I will only spend a few words on the plot, since I’ve already talked about it in the post on Herbert’s book first, and then in the review of David Lynch’s 1984 film. The Emperor entrusts the administration of the planet Arrakis to Duke Leto Atreides (Jason Isaac) and his noble House. The planet is the sole source of the most important resource in the universe: the spice. Leto moves there with his concubine Jessica (Rebecca Ferguson), his son Paul (Timothée Chalamet), his faithful lieutenants Thufir Hawat (Stephen McKinley Henderson), Gurney Halleck (Josh Brolin) and Duncan Idaho (Jason Momoa) and all his army. It doesn’t take long before the centuries-old enemies of the Harkonnen House try to take back the planet they had ruled for over eighty years…
If you don’t want spoilers, stop here. If you’re familiar with the plot of Dune, know that this first film by Villeneuve takes us to the meeting of Jessica and Paul with the Fremen led by Stilgar (Javier Bardem) after the attack of the Harkonnen and the Sardaukar.
What can I say about this film? Villeneuve did a lot of things well and had to sacrifice some elements of the book that would honestly have been difficult to include in the movie. I was thrilled by the battles and the hand-to-hand combat scenes that seemed to me to follow Herbert’s writing word for word. The planets Caladan (directly from Norway) and Arrakis (Jordan and Abu Dhabi) are beautiful, even if someone like George Miller would’ve made the Dune desert very, very different, much hotter and burnt than the cold one imagined by Villeneuve. This is not nitpicking on my part, it’s kind of a big deal that the heat and the sun can easily kill you on Arrakis and water is the most precious resource of all!
The movie features some superb costumes without any flashy details or bright colors (which are nowhere to be found, as said the photography is cold and desaturated to the maximum), which give a very good idea of the differences between the various Atreides, Harkonnen, Sardaukar, Fremen, Bene Gesserit and so on. And if what I wrote seems incomprehensible to you, know that Dune is a Universe full of factions, legends, languages, and that Villeneuve hasn’t oversimplified any of the jargon of the original book.
Hans Zimmer’s music creates a great atmosphere and it’s thrilling in the key moments of the film (a bit like in Nolan’s Batman films).

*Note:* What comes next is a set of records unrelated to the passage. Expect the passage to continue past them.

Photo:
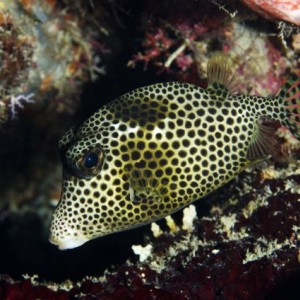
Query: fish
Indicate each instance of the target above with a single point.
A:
(158, 148)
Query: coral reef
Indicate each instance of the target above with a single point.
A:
(283, 10)
(45, 53)
(247, 245)
(244, 243)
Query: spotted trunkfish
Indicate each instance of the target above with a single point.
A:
(158, 148)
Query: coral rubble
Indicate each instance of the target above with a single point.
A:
(245, 241)
(248, 244)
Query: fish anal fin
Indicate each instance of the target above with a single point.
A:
(264, 144)
(220, 74)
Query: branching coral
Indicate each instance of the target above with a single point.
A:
(45, 51)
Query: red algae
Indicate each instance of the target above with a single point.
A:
(248, 245)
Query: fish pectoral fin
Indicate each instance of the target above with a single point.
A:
(263, 144)
(220, 75)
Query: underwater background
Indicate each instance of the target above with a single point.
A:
(62, 60)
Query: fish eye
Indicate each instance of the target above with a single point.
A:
(89, 164)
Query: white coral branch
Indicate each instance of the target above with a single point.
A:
(16, 102)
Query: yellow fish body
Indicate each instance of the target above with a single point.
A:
(158, 148)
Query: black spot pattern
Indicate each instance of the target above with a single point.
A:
(163, 147)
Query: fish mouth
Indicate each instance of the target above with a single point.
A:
(68, 242)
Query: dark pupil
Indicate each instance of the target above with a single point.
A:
(91, 160)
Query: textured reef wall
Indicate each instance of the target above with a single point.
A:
(60, 60)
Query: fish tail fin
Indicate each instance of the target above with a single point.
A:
(290, 97)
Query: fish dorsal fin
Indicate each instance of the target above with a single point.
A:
(220, 73)
(263, 144)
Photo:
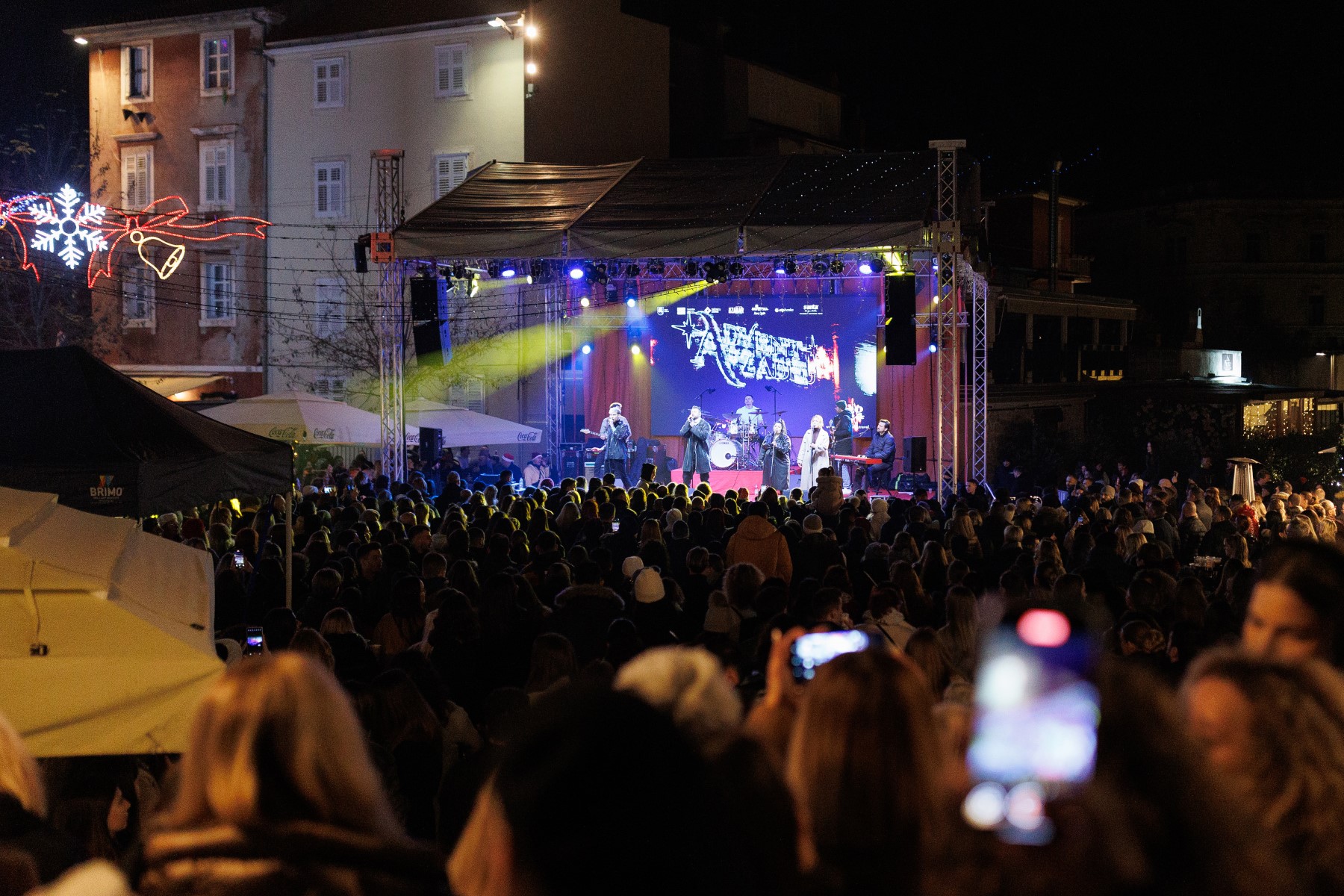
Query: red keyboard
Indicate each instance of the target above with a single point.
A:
(853, 458)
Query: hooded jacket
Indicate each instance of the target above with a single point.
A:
(759, 543)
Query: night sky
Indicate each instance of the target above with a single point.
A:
(1129, 99)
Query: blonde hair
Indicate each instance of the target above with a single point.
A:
(19, 773)
(279, 727)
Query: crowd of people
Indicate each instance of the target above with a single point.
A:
(581, 688)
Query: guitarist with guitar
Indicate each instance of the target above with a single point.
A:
(615, 435)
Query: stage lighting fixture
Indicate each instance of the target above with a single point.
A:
(717, 272)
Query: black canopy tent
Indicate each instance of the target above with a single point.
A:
(679, 207)
(108, 445)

The direction of Villeneuve is also excellent, this time assisted in photography by Greig Fraser (who worked on various Star Wars products, a curious coincidence given that George Lucas shamelessly copied many elements of Dune for his Star Wars, 1977 – let me get back to this in the PS below).
And finally, the whole cast seemed excellent to me: the only one who didn’t convince me fully is Josh Brolin in the role of Gurney Halleck (and where’s his baliset?), while Momoa, whose name made me raise my eyebrows when I first read it, proved to be a good Duncan Idaho.
There are many things that for reasons of time have not been faithfully adapted from the book and that’s a piety, but this isn’t an actual criticism I’m prepared to make because it was inevitable to cut stuff here and there to adapt the original material to the big screen. Villeneuve was probably right in taking away the characters’ thoughts (something that Herbert himself used less and less going forward with the books of the saga), and in not emphasizing too much the search for Leto’s traitor (even if this completely destroys the character of Doctor Yueh, Chang Chen), nor the economic and social part of the Atreides taking power on Arrakis.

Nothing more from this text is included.